Dari penjelasan di atas dapat kita ambil kesimpulan bahwa syahadat Laa ilaaha illallah yang benar apabila terpenuhi 4 syarat:


1)      Ilmu tentang Laa ilaaha illallah


2)      Yakin terhadap benarnya Laa ilaaha illallah


3)      Mengucapkan kalimat Laa ilaaha illallah


4)      Mengamalkan makna Laa ilaaha illallah


Adapun sekedar mengucapkan Laa ilaaha illallah tanpa memahami maknanya, atau tanpa meyakini dan mengamalkannya maka ulama seluruhnya sepakat (ijma’) bahwa syahadat tersebut tidak ada manfaatnya sama sekali. Asy-Syaikh Abdur Rahman bin Hasan rahimahumallah berkata,


أما النطق بها من غير معرفة لمعناها ولا يقين ولا عمل بما تقتضيه : من البراءة من الشرك وإخلاص القول والعمل قول القلب واللسان وعمل القلب والجوارح فغير نافع بالإجماع


“Adapun sekedar mengucapkan syahadat tanpa memahami maknanya, tidak pula meyakini dan mengamalkan konsekuensinya, yaitu berlepas diri dari syirik dan mengikhlaskan ucapan dan perbuatan, baik ucapan hati dan lisan, maupun amalan hati dan lisan (jika tidak dipersembahkan hanya bagi Allah) maka ucapan tersebut tidak bermanfaat berdasarkan kesepakatan ulama.” [Fathul Majid, hal. 66]


Makna Laa ilaaha illallah


Seluruh dalil Al-Qur’an dan As-Sunnah, serta keterangan para ulama Ahlus Sunnah wal Jama’ah menjelaskan bahwa makna laa ilaaha illallah adalah,


لا معبودَ حقٌّ إلا الله


“Tidak ada sesembahan yang benar kecuali Allah.”

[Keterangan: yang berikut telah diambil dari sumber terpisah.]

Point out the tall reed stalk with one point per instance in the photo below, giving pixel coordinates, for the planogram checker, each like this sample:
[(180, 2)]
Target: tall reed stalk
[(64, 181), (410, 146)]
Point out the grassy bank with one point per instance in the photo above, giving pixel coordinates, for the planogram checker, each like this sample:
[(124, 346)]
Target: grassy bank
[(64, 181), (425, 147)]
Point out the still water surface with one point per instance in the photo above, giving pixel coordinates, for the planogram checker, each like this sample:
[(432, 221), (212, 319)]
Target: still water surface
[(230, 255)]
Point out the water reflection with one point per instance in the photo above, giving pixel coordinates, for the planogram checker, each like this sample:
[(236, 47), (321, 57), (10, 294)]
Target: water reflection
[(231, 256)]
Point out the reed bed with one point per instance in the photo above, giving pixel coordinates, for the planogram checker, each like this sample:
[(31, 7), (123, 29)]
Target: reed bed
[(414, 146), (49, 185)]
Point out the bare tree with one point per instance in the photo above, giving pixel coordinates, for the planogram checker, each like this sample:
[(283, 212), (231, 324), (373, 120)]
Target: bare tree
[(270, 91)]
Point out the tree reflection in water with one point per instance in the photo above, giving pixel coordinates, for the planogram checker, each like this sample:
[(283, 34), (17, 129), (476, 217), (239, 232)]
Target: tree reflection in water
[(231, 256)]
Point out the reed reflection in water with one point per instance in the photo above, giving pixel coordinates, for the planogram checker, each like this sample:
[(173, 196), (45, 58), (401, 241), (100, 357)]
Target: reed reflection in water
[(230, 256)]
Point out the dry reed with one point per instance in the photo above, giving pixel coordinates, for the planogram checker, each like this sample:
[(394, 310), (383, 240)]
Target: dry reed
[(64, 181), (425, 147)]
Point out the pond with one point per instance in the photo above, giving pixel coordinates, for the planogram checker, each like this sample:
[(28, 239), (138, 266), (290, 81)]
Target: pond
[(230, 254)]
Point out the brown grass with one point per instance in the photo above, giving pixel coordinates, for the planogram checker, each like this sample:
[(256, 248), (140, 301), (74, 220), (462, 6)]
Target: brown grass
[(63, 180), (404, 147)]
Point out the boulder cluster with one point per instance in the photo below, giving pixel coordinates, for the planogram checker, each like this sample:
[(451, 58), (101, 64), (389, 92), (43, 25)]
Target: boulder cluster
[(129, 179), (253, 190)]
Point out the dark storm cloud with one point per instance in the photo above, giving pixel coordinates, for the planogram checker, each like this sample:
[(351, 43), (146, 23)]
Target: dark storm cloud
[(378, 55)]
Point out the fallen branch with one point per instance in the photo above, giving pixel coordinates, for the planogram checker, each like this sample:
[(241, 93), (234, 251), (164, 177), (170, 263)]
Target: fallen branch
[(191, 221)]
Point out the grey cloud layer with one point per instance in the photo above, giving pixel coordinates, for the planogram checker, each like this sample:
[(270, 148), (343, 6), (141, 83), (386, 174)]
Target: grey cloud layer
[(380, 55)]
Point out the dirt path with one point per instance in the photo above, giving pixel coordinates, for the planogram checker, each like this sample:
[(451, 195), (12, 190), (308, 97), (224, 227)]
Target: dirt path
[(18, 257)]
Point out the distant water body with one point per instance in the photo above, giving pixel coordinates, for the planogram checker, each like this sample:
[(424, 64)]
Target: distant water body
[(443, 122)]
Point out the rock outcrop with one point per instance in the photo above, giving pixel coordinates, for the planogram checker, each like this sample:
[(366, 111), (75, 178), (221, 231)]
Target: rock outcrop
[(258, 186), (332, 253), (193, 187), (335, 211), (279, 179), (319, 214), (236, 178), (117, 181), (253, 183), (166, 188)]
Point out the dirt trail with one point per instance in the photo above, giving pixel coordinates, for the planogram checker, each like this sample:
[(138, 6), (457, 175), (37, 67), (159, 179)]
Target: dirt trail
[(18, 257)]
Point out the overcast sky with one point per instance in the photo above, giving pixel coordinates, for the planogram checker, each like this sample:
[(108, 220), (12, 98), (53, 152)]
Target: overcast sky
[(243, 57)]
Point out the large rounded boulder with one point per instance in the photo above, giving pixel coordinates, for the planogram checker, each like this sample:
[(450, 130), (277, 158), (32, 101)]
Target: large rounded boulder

Artinya, segala sesuatu yang disembah oleh manusia selain Allah ta’ala adalah sesembahan yang salah (batil), karena tidak ada sesembahan yang benar (haq) kecuali Allah tabaraka wa ta’ala. Sebagaimana telah Allah ta’ala tegaskan dalam Al-Qur’an,


ذَلِكَ بِأَنَّ اللَّهَ هُوَ الْحَقُّ وَأَنَّ مَا يَدْعُونَ مِنْ دُونِهِ الْبَاطِلُ


“Demikianlah, karena sesungguhnya Allah, Dia-lah sesembahan yang benar dan sesungguhnya apa saja yang mereka sembah selain dari Allah adalah salah.” [Al-Hajj: 62 dan Luqman: 30]


Rukun Laa ilaaha illallah


Ulama Ahlus Sunnah wal Jama’ah menjelaskan bahwa kalimat Laa ilaaha illallah mencakup dua rukun, yaitu:


~  An-Nafyu (penafikan) yang terdapat dalam kalimat Laa ilaaha, yang bermakna menafikan atau menganggap salah semua sesembahan selain Allah ta’ala.


~  Al-Itsbat (penetapan) yang terdapat dalam kalimat illallah, yang bermakna menetapkan atau meyakini bahwa yang berhak disembah hanyalah Allah ta’ala.


Seorang hamba belum dianggap sebagai muslim sebelum dia mengamalkan dua rukun ini. Andaikan ada seorang hamba yang beribadah kepada Allah ta’ala; melakukan sholat, puasa, zakat dan ibadah-ibadah lainnya, namun dia tidak meyakini bahwa Allah ta’ala sebagai satu-satunya sesembahan yang benar dan selain-Nya adalah salah maka dia bukan muslim atau menjadi murtad karena tidak mengamalkan kalimat Laa ilaaha illallah yang merupakan pintu untuk masuk ke dalam Islam.


Kedua rukun ini terdapat dalam banyak ayat, diantaranya firman Allah ta’ala,


فَمَنْ يَكْفُرْ بِالطَّاغُوتِ وَيُؤْمِنْ بِاللَّهِ فَقَدِ اسْتَمْسَكَ بِالْعُرْوَةِ الْوُثْقَى


“Maka barangsiapa mengingkari thoghut (sesembahan selain Allah) dan hanya beriman kepada Allah, maka sesungguhnya dia telah berpegang teguh dengan ikatan yang amat kokoh (yakni kalimat Laa ilaaha illallah).” [Al-Baqarah: 256]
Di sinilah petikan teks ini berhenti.